By Jamie Crawford
A possible transfer of five detainees from Guantanamo Bay as part of a “confidence building” measure with the Taliban, will be a topic of discussion with members of the Senate leadership, the top U.S. intelligence official told a Senate committee Tuesday.
Any proposed transfer had not been decided and would be part of ongoing consultations with Congress, James Clapper, director of National Intelligence, told the Senate Select Intelligence Committee.
“I don’t think anyone in the administration harbors any illusions,” Clapper said of the potential risks of such a deal. He added that the final destination and conditions for how the detainees would be controlled would weigh heavily on a decision.

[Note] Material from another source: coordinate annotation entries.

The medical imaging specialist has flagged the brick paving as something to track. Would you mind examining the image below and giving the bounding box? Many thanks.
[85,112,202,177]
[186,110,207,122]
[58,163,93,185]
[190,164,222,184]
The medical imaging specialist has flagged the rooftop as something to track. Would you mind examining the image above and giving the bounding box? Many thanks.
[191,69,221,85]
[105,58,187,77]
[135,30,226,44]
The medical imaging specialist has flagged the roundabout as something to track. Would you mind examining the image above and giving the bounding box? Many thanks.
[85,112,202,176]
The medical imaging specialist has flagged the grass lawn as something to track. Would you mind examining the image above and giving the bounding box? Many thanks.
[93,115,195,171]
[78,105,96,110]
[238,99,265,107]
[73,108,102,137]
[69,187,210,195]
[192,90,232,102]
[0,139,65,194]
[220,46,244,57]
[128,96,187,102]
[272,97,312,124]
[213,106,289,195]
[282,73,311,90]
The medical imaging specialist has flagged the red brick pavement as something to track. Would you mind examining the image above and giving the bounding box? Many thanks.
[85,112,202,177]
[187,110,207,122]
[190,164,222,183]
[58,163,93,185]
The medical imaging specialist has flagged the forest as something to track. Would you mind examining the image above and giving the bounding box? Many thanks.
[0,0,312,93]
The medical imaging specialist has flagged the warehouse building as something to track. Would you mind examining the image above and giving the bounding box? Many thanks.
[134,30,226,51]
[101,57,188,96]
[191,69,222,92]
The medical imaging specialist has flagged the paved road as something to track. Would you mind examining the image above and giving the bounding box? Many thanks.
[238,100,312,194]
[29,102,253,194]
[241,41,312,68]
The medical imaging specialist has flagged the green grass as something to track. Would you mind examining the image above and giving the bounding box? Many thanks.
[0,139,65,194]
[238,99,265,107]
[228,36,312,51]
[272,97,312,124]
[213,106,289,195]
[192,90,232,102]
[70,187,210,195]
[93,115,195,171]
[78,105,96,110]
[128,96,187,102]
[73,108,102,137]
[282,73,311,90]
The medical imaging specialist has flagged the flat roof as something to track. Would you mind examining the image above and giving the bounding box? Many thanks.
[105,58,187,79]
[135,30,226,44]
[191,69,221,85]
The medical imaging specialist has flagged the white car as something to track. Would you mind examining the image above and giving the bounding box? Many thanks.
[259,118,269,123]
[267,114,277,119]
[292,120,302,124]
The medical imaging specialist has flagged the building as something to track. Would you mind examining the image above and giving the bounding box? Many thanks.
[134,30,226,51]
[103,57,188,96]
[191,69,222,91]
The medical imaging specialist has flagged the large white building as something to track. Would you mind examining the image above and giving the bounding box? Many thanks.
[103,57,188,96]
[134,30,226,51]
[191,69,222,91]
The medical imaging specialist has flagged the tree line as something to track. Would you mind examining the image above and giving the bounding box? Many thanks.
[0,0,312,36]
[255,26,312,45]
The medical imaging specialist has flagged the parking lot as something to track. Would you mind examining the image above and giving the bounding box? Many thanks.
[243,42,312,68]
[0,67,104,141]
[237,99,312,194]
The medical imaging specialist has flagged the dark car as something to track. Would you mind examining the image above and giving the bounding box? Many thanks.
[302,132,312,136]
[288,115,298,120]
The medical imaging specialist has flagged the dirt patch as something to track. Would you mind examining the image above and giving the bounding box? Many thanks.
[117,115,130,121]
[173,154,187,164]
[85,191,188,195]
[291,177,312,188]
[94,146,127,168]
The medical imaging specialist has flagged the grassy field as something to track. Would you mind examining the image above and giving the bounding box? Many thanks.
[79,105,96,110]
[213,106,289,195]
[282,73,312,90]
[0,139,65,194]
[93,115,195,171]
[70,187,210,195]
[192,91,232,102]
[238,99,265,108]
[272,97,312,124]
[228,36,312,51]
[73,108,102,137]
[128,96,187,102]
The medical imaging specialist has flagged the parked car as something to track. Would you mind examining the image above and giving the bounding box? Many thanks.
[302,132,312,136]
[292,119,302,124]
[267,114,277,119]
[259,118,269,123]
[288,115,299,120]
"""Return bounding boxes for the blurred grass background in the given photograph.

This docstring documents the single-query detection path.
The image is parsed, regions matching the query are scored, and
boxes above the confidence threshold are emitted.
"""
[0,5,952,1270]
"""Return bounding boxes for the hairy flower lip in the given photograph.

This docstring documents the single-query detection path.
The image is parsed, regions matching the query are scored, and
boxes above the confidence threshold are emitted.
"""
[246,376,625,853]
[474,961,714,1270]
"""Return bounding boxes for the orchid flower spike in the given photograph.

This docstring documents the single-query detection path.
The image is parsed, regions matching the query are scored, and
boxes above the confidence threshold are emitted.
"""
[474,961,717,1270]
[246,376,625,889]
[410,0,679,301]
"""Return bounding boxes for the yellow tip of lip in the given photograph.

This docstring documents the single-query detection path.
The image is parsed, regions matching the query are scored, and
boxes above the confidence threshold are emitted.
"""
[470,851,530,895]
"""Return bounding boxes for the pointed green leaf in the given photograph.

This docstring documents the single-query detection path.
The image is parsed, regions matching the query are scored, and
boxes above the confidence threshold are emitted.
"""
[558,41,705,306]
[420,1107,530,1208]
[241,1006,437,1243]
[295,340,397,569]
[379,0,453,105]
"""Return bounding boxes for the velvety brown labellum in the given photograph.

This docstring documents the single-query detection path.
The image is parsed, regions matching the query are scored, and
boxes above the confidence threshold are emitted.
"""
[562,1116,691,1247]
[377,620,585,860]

CIA Director David Petraeus told the committee that CIA analysts had provided assessments of the five detainees and the risks associated with their release.
The analysts looked at “various scenarios by which they could be sent somewhere, not back to Afghanistan or Pakistan, and then based on the various mitigating measures that could be implemented to ensure that they could not return to militant activity.”
The possibility of the release comes at a time when the United States is looking into the possibility of discussions with members of the Taliban as a way to bring about an end to the war in Afghanistan. An initial step could be the establishment of a Taliban office in Qatar. U.S. officials have said the deal would be contingent on the Taliban renouncing terror and backing a peace process.